Submitted by Aramark
Originally published on Aramark.com
As part of Aramark’s sustainability plan, chefs across the company have been working to create more recipes that are better for people and better for the environment.
The effort has led to the emphasis on what Aramark calls plant-forward eating—that is, menus that focus on plant-based foods such as vegetables, fruits, whole grains, and legumes as the stars of the plate while decreasing or eliminating the fish, meat, and dairy diners consume.
Aramark Germany has been developing and offering menus that are gentle on the climate for a decade now under their Earth Week label. And they've recently introduced a series of plant-forward recipes based on recommendations from scientists at the EAT-Lancet Commission who urge a global transformation of food systems to make a positive impact on people’s health and to reduce food’s environmental footprint.
"The EAT-Lancet Commission’s Planetary Health Diet reduces the environmental footprint while having a positive impact on health," said Ulrike Moessner, Head of Culinary Creation and Nutrition, Aramark Germany. Moessner is also a nutritionist, an expert in nutritional science, and a member of Aramark's sustainability council in Germany. "Our team has created delicious and exciting recipes that we know our customers will enjoy and at the same time are based on scientific guidelines.”
Introduced during Earth Week in October, the Aramark Planetary Health Diet recipes include dishes such as Vegetable Noodles with Caramelized Carrot, Pumpkin and Parsley Foam; Baked Kohlrabi with Buckwheat, Spinach and Smoked Tofu; and Lentil Risotto with Root Vegetables, Gremolata and Walnut Crunch (pictured at top).
The Planetary Health Diet menus are offered in all 500 Aramark-managed corporate restaurants in Germany.
To transparently demonstrate how climate-friendly the dishes are, the team partnered with Eaternity to calculate the CO2 emissions of the recipes. Each portion generates about 600g CO2 per portion, which is significantly lower than most industry standards.
Another way the Aramark Germany team is reducing the environmental impact of the food they serve is by promoting the use of “crooked” fruits and vegetables (sometimes called “ugly foods” in the US).
These are fruits and vegetables that have physical imperfections like bumps or minor blemishes and which often end up in landfills because of appearance. However, they maintain the same great taste and nutritional profiles as any other produce.

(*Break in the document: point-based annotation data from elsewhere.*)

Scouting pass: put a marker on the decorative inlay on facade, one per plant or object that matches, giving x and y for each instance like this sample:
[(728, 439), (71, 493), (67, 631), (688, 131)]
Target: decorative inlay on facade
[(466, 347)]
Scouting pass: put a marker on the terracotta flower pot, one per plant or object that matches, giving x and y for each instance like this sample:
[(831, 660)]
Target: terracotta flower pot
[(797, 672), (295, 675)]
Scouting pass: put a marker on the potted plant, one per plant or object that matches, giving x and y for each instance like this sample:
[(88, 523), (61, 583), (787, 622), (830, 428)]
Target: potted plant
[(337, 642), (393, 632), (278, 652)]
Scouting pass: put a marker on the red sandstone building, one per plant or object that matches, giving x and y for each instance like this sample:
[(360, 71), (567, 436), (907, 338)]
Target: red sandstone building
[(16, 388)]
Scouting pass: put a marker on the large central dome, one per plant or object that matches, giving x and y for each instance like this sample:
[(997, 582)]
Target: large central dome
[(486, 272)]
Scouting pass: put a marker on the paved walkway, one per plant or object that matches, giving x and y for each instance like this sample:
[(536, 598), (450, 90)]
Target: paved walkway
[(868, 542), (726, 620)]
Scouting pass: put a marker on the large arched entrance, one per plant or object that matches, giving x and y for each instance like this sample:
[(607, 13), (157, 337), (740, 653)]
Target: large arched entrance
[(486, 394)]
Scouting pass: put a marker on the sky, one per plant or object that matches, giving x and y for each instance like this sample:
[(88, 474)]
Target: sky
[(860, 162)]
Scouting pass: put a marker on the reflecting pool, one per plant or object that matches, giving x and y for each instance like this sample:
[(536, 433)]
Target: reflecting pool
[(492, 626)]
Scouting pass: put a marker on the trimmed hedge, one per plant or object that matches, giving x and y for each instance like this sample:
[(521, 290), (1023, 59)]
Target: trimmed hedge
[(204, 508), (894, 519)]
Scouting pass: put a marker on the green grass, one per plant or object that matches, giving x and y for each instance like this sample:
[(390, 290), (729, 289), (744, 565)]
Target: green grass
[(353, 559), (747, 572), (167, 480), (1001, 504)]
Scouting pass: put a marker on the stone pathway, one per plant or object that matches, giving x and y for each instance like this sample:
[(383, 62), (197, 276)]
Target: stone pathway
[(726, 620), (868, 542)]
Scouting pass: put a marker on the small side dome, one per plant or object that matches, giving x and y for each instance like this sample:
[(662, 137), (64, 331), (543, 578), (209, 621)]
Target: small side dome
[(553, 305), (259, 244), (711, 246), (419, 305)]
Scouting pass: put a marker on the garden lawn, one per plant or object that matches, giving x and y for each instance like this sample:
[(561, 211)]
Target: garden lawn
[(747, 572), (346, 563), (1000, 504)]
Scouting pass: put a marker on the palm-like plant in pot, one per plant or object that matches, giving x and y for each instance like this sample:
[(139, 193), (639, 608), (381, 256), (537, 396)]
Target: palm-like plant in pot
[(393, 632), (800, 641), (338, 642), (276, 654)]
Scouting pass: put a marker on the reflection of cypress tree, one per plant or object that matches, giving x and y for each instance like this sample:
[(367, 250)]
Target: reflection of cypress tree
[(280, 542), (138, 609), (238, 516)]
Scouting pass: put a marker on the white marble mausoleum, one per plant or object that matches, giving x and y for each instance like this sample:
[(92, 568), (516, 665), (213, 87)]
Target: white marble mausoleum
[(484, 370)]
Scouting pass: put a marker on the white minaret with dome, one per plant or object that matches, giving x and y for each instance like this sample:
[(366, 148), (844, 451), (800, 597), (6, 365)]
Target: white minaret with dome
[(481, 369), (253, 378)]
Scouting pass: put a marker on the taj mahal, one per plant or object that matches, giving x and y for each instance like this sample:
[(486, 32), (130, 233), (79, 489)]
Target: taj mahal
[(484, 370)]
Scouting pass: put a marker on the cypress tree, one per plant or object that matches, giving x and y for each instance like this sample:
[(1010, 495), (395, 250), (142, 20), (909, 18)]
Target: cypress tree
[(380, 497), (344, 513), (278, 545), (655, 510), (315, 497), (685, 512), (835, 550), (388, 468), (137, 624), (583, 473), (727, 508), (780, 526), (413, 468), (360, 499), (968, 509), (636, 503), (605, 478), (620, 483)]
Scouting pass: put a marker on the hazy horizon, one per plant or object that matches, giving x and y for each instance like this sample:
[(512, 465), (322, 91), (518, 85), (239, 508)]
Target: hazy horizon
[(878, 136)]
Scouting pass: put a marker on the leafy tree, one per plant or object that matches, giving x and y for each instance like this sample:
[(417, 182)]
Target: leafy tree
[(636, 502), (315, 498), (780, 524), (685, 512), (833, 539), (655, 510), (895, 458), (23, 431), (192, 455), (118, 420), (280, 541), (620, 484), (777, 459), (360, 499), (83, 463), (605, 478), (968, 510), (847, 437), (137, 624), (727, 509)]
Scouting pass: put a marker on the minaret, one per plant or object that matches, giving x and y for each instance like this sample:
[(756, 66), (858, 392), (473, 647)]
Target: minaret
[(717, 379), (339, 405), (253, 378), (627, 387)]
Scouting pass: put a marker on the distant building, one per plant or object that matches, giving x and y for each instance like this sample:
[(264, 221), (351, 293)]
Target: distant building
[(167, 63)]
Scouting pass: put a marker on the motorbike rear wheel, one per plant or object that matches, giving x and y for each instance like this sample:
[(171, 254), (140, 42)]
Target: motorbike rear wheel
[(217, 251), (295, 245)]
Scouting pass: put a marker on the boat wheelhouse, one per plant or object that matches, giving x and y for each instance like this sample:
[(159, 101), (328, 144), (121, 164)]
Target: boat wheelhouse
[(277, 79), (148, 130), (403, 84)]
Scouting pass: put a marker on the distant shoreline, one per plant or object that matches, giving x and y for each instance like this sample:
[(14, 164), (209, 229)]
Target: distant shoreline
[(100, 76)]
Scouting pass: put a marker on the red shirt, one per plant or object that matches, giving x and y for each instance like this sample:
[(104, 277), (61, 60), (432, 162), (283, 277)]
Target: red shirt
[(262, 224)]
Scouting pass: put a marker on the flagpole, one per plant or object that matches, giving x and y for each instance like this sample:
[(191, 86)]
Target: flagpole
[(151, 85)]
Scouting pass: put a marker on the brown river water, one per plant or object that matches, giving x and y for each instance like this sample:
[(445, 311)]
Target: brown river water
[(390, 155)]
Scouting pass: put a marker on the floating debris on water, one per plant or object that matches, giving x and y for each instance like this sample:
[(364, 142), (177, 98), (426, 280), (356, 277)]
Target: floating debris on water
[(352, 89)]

“Optical peculiarities in fruits and vegetables can lead to as much as 30 percent of a crop being sorted out,” said Moessner. “We have been actively promoting the use of crooked fruits and vegetables for years to reduce food waste and this month we expanded our cooperation with a group called Querfeld to further our contribution to climate protection."
More About Eating Plant-Forward
Aramark has been increasing the company’s emphasis on eating more fruits, vegetables, whole grains, beans, and seeds for some time—and for good reason.
Eating a plant-forward diet has become incredibly popular with diners and has been touted by medical and health organizations such as the American Heart Association.
In early October 2022, Aramark announced that by 2025 44 percent of its residential dining menu offerings at more than 250 colleges and universities in the US will be plant-based. The announcement was part of a longstanding collaboration between the company and the Humane Society of the United States.